こども家庭庁が開発を進めていた児童虐待判定AIの導入を見送ることが決まった。10億円を投じたが、テスト段階で判定ミスが約6割に達し、実用化は困難と判断された。人手不足解消の期待があったが、課題が浮き彫りになった。
こども家庭庁の虐待判定AI、導入見送りへ
こども家庭庁が児童虐待の判定を補助するために開発を進めていた人工知能(AI)システムの導入を見送る方針を決定した。2021年度から約10億円をかけて開発を進めてきたが、テスト段階での判定ミスが6割に上り、実用化には適さないと判断した。
このシステムは、全国の児童相談所(児相)での活用を想定し、約5000件の虐待記録を学習させたAIを用いて虐待の可能性を判定するものだった。傷の有無や部位、保護者の態度など91の項目に基づき、虐待リスクを0~100の点数で示す仕組みだった。

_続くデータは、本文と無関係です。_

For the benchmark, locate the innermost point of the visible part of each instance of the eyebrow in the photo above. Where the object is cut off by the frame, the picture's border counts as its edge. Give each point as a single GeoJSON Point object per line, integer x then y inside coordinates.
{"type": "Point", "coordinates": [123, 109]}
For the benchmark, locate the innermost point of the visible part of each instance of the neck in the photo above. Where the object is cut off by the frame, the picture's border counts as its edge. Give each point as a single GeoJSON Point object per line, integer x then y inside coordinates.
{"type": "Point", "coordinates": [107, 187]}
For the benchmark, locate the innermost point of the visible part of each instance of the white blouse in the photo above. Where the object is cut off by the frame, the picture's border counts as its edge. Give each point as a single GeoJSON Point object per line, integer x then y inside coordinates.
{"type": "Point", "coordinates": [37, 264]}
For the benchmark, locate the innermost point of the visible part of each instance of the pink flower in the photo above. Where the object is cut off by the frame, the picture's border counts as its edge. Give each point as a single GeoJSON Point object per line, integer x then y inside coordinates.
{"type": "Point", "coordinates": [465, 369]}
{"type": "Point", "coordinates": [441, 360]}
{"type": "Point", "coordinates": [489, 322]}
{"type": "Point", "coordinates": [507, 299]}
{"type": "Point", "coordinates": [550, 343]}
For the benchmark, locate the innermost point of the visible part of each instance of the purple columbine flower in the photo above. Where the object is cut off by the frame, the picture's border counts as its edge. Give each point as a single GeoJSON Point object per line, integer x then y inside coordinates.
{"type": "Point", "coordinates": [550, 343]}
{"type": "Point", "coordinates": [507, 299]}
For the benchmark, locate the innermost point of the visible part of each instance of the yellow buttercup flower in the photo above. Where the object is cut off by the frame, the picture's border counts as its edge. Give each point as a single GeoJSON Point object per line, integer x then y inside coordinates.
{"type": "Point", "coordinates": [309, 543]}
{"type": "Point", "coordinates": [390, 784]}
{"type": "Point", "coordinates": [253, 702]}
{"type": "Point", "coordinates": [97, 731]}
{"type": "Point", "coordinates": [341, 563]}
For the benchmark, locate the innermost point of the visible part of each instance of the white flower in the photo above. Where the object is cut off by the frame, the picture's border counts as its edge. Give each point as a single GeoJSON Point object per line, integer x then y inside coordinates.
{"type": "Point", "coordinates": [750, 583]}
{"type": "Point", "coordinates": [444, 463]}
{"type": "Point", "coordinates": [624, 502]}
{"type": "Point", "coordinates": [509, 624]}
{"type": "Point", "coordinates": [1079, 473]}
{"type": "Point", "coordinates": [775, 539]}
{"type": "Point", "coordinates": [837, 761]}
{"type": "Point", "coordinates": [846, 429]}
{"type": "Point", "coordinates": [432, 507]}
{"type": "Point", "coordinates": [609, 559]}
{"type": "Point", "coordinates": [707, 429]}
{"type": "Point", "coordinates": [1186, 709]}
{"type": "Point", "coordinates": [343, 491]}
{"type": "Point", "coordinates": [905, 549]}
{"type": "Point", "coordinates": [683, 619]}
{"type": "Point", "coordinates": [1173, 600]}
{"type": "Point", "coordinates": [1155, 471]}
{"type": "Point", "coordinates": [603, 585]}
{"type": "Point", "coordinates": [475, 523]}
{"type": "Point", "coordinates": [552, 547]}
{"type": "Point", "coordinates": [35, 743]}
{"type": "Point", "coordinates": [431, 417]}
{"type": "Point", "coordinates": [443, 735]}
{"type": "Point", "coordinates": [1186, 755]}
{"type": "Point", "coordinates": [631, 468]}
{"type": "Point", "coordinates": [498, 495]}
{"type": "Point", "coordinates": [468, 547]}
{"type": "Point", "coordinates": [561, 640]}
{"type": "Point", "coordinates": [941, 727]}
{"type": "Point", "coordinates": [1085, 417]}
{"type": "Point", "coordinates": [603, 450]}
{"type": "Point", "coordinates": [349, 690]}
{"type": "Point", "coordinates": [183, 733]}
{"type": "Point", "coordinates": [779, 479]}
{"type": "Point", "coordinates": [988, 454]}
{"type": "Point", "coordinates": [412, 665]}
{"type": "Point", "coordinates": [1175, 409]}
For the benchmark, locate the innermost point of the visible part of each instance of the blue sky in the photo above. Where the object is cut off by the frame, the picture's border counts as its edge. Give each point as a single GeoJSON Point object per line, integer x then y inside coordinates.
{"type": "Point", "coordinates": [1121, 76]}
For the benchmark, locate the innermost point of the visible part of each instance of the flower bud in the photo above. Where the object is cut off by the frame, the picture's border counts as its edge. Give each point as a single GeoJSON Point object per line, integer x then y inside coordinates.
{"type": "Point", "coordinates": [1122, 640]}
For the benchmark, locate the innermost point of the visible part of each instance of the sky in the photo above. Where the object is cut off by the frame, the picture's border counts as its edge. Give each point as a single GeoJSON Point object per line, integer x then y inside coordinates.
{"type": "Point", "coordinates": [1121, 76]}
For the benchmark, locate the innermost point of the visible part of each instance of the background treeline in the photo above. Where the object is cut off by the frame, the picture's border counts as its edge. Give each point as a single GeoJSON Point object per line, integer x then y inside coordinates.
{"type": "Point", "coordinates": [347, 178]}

しかし、2024年度に行われた試験運用では、過去の虐待事例100件をAIに判定させたところ、100件中62件で「著しく低い」との疑義が生じた。例えば、ある事例では子どもが「母に半殺し以上のことをされた」と証言し、「服をつかまれて床に頭をたたきつけられた」と訴えたにもかかわらず、AIの判定は「2~3点」と低かった。これは、あざなどの目に見える傷がなかったためと推測される。
児童虐待AI導入見送りの背景と課題
こども家庭庁がこのシステムを開発した背景には、全国の児童相談所が慢性的な人手不足に陥っている現状がある。虐待の相談件数は増加し続けており、2022年度には21万4843件と過去最多を記録。一時保護の件数も2万9860件に達している。児相の職員が適切な判断を下すための支援ツールとして、AIの活用が期待されていた。
しかし、専門家は「虐待の態様はケースごとに異なり、AIが高精度で判定するのは極めて難しい」と指摘する。AIの学習には膨大なデータが必要だが、今回の約5000件のデータでは十分ではなかったとの分析もある。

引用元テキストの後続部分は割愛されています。